Salud

Medicina alternativa, una práctica que debe ser regulada

La técnica está muy de moda en todo el mundo. Los profesionales de salud la recomiendan pero también aseguran que debe ser bajo el amparo de un médico.
viernes, 23 de enero de 2015 · 10:45

Millones de personas eligen la medicina alternativa para curar sus dolores. La forma de aplicación varía según cada región. En Argentina, también está muy en boga la utilización de estos métodos e incluso algunos sanatorios de salud tienen un programa en función de ellas, que es regulado por profesionales de la materia.

La Organización Mundial de la Salud (OMS) la llama "medicina tradicional” y la define como: "todo el conjunto de conocimientos, aptitudes y prácticas basados en teorías, creencias y experiencias indígenas de las diferentes culturas, sean o no explicables, usados para el mantenimiento de la salud, así como para la prevención, el diagnóstico, la mejora o el tratamiento de enfermedades físicas o mentales”.

Algunos de los ejemplos que cita la entidad internacional son: acupuntura, Medicina Tradicional China, Naturopatí­a, Ayurveda, Fitomedicina, Chi Kung, Qi Gong, Masajes Energéticos, Digitopuntura, Medicina Integradora, Osteopatí­a, Homeopatí­a y Reflexologí­a. Todos ellos presentan alguna variante en relación a la región en la que son aplicadas.

En Argentina, estas prácticas poseen gran popularidad y, en algunos lugares, son divulgadas por profesionales de la materia. Desde hace más de diez años, hospitales públicos como el Garrahan, el de Clínicas, el Tornú y algunos privados como el Italiano comenzaron a incorporar la medicina alternativa.

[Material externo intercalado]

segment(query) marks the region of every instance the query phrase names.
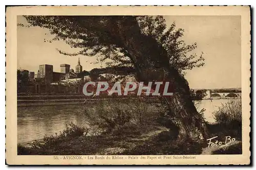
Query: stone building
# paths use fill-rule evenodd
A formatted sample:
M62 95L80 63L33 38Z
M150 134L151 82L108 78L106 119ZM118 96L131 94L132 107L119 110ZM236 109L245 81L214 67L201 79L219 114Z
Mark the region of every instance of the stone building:
M29 71L29 79L30 81L32 81L35 78L35 72Z
M39 77L37 75L37 78L44 78L45 82L50 84L53 81L53 67L52 65L40 65L39 66Z
M60 64L60 72L67 74L69 72L70 65L67 64Z
M82 71L82 67L80 64L80 59L78 58L78 64L76 66L76 72L79 73Z

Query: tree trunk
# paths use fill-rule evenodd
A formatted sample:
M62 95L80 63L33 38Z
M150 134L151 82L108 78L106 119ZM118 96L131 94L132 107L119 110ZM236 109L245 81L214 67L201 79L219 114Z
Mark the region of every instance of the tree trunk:
M179 129L179 137L193 140L206 138L207 132L204 120L197 111L191 100L188 84L178 71L170 67L165 50L153 38L142 35L136 19L122 19L113 24L113 36L123 42L125 55L133 61L137 70L139 81L163 81L162 78L153 77L147 74L148 70L163 70L167 75L164 81L173 83L175 95L165 97L169 110L169 114L175 118ZM160 78L160 79L159 79ZM158 79L158 80L157 80Z

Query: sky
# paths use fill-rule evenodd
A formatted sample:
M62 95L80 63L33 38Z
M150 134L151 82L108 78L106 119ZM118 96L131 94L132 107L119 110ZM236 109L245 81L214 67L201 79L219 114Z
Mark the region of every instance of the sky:
M240 16L165 16L167 27L175 21L176 28L184 30L182 37L187 44L197 42L194 53L203 52L205 64L187 70L185 78L194 89L238 88L241 86L241 17ZM23 16L17 22L27 25ZM47 29L38 27L17 27L17 69L37 72L40 64L53 65L53 71L60 71L61 64L68 64L75 70L78 58L83 70L104 67L94 64L96 57L67 56L58 48L69 53L77 52L63 41L51 43L44 39L53 38Z

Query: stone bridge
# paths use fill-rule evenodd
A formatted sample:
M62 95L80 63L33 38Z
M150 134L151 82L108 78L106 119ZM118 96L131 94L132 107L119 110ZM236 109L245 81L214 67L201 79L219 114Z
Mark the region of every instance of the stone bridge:
M204 99L241 99L241 92L215 92L208 90Z

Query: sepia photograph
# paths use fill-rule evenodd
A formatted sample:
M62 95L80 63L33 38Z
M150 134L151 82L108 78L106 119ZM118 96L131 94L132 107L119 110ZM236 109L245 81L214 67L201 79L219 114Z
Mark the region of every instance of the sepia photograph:
M17 156L249 161L242 15L49 14L13 16Z

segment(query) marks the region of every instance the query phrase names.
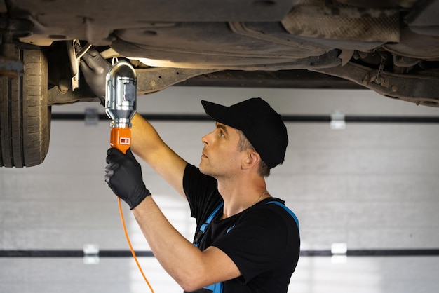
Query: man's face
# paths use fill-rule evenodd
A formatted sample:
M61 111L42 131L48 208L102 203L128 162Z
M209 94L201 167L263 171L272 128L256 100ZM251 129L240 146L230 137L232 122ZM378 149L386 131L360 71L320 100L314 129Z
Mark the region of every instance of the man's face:
M215 130L201 140L201 172L218 179L232 177L241 168L245 154L238 150L239 134L236 128L217 122Z

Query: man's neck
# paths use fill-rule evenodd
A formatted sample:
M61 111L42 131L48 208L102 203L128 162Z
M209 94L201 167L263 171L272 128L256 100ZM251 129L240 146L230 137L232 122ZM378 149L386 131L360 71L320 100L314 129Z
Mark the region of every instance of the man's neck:
M264 178L231 183L218 182L218 191L224 202L222 219L238 214L271 196Z

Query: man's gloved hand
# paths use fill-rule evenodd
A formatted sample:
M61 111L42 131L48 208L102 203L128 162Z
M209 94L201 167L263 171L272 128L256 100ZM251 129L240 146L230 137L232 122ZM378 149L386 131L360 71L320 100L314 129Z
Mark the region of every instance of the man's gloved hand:
M111 67L95 50L89 50L80 60L86 81L102 105L105 105L105 79Z
M107 151L105 182L114 194L123 199L133 210L151 195L142 177L140 164L131 149L126 154L116 148Z

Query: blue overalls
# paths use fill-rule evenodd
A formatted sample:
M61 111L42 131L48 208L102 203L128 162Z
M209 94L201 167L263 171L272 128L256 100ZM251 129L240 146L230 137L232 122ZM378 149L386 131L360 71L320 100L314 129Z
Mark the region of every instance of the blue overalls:
M266 204L269 204L269 203L273 203L273 204L277 205L283 207L285 210L286 210L288 212L288 214L290 214L290 215L292 217L292 218L296 222L296 224L297 225L297 229L299 229L299 219L297 219L296 215L294 214L294 212L292 212L291 210L290 210L284 204L279 203L278 201L273 200L273 201L269 201L266 203ZM199 247L200 243L201 242L201 239L203 238L203 236L204 236L204 233L205 232L206 229L210 224L210 222L212 222L215 216L218 213L218 212L219 211L221 207L222 207L223 205L224 205L224 203L221 203L219 205L218 205L213 210L213 212L212 212L212 214L210 214L210 215L208 217L208 219L205 220L205 222L200 226L200 229L197 231L196 235L195 236L195 238L194 240L194 245L196 246L197 247ZM230 230L231 230L234 226L235 225L232 225L231 227L229 227L227 229L227 233L229 233ZM217 283L210 285L209 286L206 286L203 289L211 290L212 293L222 293L222 287L223 287L222 282L219 282Z

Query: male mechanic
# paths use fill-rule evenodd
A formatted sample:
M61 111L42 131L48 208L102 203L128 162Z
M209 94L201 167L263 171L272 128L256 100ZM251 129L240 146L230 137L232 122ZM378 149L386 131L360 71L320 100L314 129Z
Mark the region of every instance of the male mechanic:
M103 86L93 81L107 65L93 51L83 59L84 76L102 97ZM286 128L260 98L230 107L201 103L216 123L201 139L199 168L136 114L131 149L107 151L105 180L129 205L154 256L184 292L286 292L299 259L298 222L272 197L264 179L284 161ZM187 199L196 220L194 243L161 213L131 150Z

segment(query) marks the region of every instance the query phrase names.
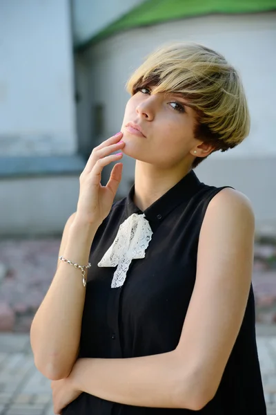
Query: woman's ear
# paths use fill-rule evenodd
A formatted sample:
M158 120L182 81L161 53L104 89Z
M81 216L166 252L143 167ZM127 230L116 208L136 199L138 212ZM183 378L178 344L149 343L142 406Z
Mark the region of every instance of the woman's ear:
M215 150L215 147L208 142L202 142L196 147L192 149L190 154L195 157L207 157L213 151Z

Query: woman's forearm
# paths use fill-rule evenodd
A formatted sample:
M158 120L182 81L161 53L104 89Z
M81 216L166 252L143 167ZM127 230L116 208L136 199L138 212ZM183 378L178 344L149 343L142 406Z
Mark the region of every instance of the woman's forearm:
M97 229L97 226L73 222L61 255L86 265ZM76 360L85 293L80 269L59 261L30 332L36 366L50 379L68 376Z
M197 409L195 377L175 351L126 359L79 359L70 376L76 390L125 405Z

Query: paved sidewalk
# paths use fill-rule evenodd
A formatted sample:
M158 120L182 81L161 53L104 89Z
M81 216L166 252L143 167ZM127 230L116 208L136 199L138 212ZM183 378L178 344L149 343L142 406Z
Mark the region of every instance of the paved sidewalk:
M257 333L268 415L276 415L276 327ZM34 365L28 335L0 334L0 415L53 414L50 381Z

En el Garrahan el grupo surgió en el 2004 aunque no fue hasta dos años más tarde que recibieron entidad institucional. Desde el grupo de la institución, realizan talleres y seminarios para los profesionales de salud que desean especializarse en estas medicinas.

En relación a los pacientes, les dan una interconsultas y le ofrecen hacer reiki, técnicas de la relajación o elaboración de mándalas. La idea es complementarlo con el tratamiento de salud que brinda el Hospital, no excluirlo.

Hay pruebas de los beneficios que ofrece la medicina alternativa. Así, por ejemplo, la reumatóloga del Hospital del Clínicas Cristina Lunic trabajó en 1998 con un grupo de 12 pacientes con técnicas de psicoeducación en quienes logró una mejora sustancial en la calidad de vida.

A pesar de sus beneficios y de su creciente popularidad, los especialistas advierten en la necesidad de que estas prácticas sean reglamentadas de la mano de gente experta. Se trata de evitar que los pacientes queden expuestos a posibles oportunistas.

A ello se suma el posible respaldo legal: unos 150 especialistas en diferentes medicinas tradicionales y complementarias trabajaron durante 2014 en la elaboración de un anteproyecto de ley que fue presentado por la senadora del Frente para la Victoria Silvina Garcí­a Larraburu.

La propuesta se lanzó para incentivar la investigación de estas prácticas y así descubrir cuáles son los nuevos beneficios que pueden aportar. Asimismo, busca que llegue a mayor cantidad de gente dado que, por el momento, la mayoría de los tratamientos de la medicina alternativa se realizan con un alto costo y no son reintegradas por obras sociales o prepagas.